ところどころフェイクは入れてるけど、見る人が見たらわかると思う。

スペック
・28歳
・最高位序二段
・年収350万くらい

高校の進路決めるときに担任の先生から「どう?」って出された就職先の一覧にあったから受けてみたら受かった。母親は「好きにしたらいい」って行ってくれたけど、金払ってでも勉強したいことは無かったから、もともと就職しか考えてなかった。母子家庭だったしね。周りはほとんど進学だったけど、あんまり羨ましいとかは無かった。

もともと相撲にもサーカスにもそんな興味あったわけじゃなくて、「まあ働けるんなら」っていう感じで入ったから、周りからの反応聞いて「あ、そうなんだ」って気付いたけど、相撲サーカスって目指してる人多いんだね。同期のやつらも大体小学生くらいから始めてるやつばっかりで、親がやってるとかいうやつも多かった。俺はほんとに就職先としてしか見てなかったし、生で見たのも入団してからが初。何年かやった後に入団目指してる高校生をドキュメンタリーとかで見て「おお」ってなったくらい。

あとから俺を採用してくれた人に聞いたけど、俺みたいな未経験者を採るっていうのは何年かに一回やるって決まってるらしくて、俺の年はたまたま俺が来たから採用したらしい。
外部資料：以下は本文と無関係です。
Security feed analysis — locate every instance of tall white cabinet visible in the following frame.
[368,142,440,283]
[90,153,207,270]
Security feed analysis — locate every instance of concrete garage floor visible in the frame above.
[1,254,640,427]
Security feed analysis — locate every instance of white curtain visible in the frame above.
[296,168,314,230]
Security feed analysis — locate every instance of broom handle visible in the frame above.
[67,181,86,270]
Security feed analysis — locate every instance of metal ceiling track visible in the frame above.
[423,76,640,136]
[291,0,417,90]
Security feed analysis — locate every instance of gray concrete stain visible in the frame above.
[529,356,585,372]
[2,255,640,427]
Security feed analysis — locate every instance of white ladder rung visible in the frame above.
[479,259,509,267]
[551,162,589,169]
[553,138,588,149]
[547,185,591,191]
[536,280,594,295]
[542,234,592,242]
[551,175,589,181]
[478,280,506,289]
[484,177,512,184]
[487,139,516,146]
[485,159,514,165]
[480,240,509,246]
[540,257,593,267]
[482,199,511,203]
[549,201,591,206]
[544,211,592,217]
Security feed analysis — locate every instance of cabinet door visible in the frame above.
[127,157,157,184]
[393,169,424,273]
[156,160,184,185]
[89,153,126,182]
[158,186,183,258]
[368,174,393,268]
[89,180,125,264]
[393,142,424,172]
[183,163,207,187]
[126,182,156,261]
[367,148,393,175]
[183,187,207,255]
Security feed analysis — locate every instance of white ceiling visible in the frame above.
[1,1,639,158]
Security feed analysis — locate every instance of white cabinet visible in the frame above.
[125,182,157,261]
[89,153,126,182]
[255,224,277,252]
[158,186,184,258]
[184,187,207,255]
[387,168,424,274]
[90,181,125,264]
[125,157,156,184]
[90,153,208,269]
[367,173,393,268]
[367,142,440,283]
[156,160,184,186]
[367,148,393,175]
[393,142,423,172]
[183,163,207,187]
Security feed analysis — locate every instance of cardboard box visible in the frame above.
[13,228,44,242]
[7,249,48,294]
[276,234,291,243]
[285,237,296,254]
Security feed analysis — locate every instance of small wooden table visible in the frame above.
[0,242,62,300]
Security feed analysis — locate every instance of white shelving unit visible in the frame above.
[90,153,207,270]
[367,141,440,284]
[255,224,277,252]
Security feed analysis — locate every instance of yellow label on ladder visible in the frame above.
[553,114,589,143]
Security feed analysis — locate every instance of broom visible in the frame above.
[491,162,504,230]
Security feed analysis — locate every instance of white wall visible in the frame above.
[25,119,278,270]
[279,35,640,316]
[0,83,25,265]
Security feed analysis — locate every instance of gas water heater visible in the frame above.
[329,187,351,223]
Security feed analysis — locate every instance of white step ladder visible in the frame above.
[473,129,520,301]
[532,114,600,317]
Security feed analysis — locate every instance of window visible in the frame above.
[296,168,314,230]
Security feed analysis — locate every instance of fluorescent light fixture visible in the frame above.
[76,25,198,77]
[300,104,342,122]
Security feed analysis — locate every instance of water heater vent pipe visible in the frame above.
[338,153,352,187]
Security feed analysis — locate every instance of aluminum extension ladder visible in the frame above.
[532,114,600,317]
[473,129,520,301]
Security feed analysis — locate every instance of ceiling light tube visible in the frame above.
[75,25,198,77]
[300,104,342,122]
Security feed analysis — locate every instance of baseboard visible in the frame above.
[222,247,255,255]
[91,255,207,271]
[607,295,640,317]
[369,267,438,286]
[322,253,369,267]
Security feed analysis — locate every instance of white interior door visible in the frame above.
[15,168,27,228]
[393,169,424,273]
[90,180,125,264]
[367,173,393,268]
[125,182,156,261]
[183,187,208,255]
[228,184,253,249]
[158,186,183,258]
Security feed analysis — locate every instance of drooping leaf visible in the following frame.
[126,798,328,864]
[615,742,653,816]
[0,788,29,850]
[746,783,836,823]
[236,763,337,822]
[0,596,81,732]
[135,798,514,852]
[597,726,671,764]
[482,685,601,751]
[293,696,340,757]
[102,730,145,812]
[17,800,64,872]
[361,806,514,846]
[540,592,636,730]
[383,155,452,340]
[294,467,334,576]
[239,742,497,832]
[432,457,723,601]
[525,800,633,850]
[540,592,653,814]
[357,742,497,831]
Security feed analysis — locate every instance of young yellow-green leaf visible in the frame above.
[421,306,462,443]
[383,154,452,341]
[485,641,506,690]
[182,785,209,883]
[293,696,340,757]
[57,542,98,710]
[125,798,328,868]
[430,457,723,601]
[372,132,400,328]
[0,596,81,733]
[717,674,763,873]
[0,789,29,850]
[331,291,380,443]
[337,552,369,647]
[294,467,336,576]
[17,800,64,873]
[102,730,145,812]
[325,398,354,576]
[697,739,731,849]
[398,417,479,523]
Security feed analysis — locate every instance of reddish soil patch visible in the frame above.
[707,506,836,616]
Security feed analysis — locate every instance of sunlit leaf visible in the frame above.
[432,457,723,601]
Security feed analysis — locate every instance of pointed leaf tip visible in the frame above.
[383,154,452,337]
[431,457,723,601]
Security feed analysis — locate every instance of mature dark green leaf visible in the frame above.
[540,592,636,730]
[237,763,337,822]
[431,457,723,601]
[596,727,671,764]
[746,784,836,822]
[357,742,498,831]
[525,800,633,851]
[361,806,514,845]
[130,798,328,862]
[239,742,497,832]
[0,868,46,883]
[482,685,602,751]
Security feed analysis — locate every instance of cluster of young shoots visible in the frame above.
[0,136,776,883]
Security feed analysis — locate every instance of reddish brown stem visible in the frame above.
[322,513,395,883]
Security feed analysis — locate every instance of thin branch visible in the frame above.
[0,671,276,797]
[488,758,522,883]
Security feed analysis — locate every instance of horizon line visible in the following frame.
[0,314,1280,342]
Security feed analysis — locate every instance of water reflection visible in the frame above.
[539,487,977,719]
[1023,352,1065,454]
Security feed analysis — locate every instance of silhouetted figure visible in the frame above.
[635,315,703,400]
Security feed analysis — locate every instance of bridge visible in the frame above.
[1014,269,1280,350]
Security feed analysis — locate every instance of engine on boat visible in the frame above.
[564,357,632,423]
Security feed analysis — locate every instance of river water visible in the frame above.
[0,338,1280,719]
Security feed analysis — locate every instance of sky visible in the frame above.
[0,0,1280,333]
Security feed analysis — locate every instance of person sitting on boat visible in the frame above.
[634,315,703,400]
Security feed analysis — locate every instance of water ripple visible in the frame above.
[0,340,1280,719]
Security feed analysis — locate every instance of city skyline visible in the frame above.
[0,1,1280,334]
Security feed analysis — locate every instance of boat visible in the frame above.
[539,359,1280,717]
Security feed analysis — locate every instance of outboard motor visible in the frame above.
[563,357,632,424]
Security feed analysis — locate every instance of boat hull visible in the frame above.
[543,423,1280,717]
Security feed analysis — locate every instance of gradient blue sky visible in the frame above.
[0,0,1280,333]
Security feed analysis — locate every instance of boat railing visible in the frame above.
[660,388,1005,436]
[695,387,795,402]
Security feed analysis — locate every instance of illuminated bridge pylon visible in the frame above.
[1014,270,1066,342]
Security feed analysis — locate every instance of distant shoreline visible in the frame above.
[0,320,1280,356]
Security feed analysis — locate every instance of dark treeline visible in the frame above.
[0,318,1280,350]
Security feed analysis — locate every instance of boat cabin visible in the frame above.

未経験者を採用する理由は「パフォーマンスの活性化のために」とからしいけど、正直ずっとやってるやつと一般ピープルが一緒に日常の稽古やるのしんどいし、多分ほとんど続かないと思う。実際俺の何年か後に入ってきた未経験の新弟子は半年くらいで辞めてた。

俺は多分「仕事だ」って割り切ってたから、しんどいの耐えられたかなと思う。高卒で20万以上もらえて衣食住付きの仕事なんか、リーマンショック後のその時は見つけられなかったし、せっかく入ったからには続けようと思ってた。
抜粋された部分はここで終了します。